BRUSSELS (Reuters) - European Union leaders meet in Brussels on Thursday for their first talks on a new emissions-cutting target for 2030, requiring every sector to become greener, faster.
The two-day summit is not expected to yield a deal on the goal, according to draft meeting conclusions, but aims to lay the groundwork for countries to clinch an agreement at a December summit. [nL4N2H6249] [nL8N2H55I2]
Here are the key issues:
HOW MUCH TO CUT
The EU’s current target is a 40% emissions cut by 2030, against 1990 levels. That would fail to put the bloc on track to reach net zero emissions by 2050, a pathway which, if followed globally, would avert the most devastating impacts of climate change.
The European Commission wants a net greenhouse gas emissions cut of at least 55% by 2030, against 1990 levels. Experts say that is the minimum effort needed to give the EU a realistic shot at its long-term climate plan. [nL4N2G42XZ]
Once they have agreed their common position, EU countries must agree the final goal with the European Parliament, which wants a deeper 60% cut this decade. [nL8N2GY1AO]
EU countries take decisions by unanimity, so the challenge is to win over central and eastern states worried by the economic fallout of tougher climate policies.
Roughly half of the 27 states have said they back a 55% emissions cut.
Poland, which gets most of its power from coal, wants more detailed analysis of the new goal’s impact on individual countries. Draft conclusions for this week’s summit ask the Commission to provide this.
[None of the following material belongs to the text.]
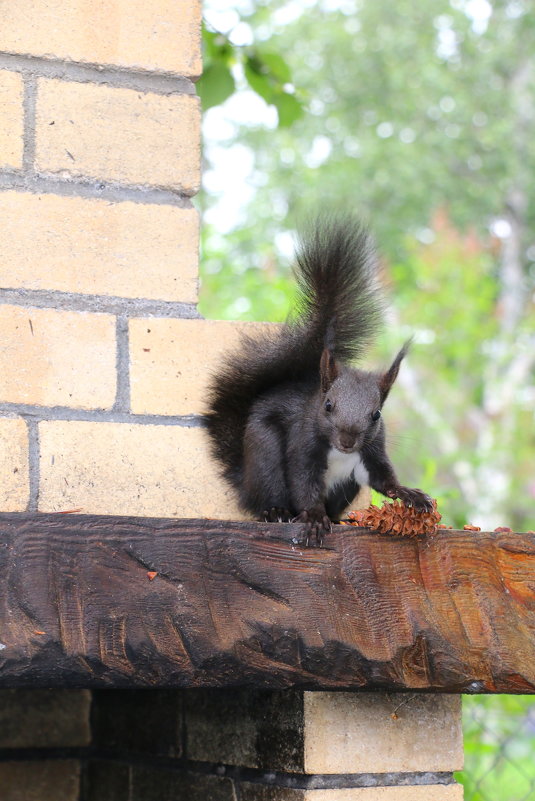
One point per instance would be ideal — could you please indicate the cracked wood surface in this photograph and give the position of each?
(241, 604)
The Czech Republic has insisted that the emissions cut should be an EU-wide average, not a binding national target, allowing some countries to go slower if others cut faster.
However, others want guarantees that all countries will contribute. An Hungarian official said the target must ensure there is “no free riding” to reach the goal.
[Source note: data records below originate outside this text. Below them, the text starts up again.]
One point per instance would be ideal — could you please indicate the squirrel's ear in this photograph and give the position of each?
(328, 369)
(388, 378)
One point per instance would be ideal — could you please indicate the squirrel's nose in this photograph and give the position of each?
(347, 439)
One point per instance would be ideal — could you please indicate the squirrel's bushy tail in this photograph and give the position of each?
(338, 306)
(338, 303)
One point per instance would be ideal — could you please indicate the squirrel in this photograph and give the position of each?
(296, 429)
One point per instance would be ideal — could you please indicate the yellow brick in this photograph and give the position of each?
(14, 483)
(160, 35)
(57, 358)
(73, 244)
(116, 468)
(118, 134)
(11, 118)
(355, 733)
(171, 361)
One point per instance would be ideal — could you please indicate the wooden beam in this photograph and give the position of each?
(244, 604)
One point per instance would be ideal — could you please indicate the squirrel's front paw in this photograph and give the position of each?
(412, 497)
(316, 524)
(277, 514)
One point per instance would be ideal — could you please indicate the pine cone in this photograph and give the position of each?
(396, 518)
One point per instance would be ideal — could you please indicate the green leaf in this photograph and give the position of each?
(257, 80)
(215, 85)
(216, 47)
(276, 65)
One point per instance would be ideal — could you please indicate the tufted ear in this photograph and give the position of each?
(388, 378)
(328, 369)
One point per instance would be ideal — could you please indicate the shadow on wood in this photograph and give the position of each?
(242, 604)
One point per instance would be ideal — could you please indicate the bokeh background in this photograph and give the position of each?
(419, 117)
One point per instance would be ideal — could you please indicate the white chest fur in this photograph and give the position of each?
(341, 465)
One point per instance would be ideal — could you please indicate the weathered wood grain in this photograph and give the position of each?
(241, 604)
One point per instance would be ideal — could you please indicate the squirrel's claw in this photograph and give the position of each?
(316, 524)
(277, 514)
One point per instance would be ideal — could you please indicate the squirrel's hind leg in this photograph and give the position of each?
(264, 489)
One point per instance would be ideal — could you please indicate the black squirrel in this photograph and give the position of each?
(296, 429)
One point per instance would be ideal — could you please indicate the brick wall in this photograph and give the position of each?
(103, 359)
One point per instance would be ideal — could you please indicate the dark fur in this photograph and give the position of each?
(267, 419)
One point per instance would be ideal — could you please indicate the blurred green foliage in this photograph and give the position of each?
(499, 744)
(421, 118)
Much of the debate is about money. The Commission says a 55% cut would require extra investments of 350 billion euros a year in the energy sector this decade, compared with the previous decade.
Countries have agreed to spend 30% of the EU’s mammoth 1.8 trillion euro budget and coronavirus recovery fund on climate action. The package also includes a multi-billion-euro Just Transition Fund to help fossil fuel dependent regions shift to clean energy. [nL4N2GD2OK]
Poland said it needed assurances that support will reach vulnerable communities. “The future actions cannot lead to an increase of energy poverty,” a Polish official said.
DEADLINE FOR A DEAL
The EU is hurrying to meet a deadline for countries to upgrade their emissions-cutting pledges under the Paris Agreement this year.
Dragging a decision on the target into 2021 could also disrupt a wave of EU emissions-cutting policies due next summer, including reforms to the bloc’s carbon market and tighter CO2 standards for cars.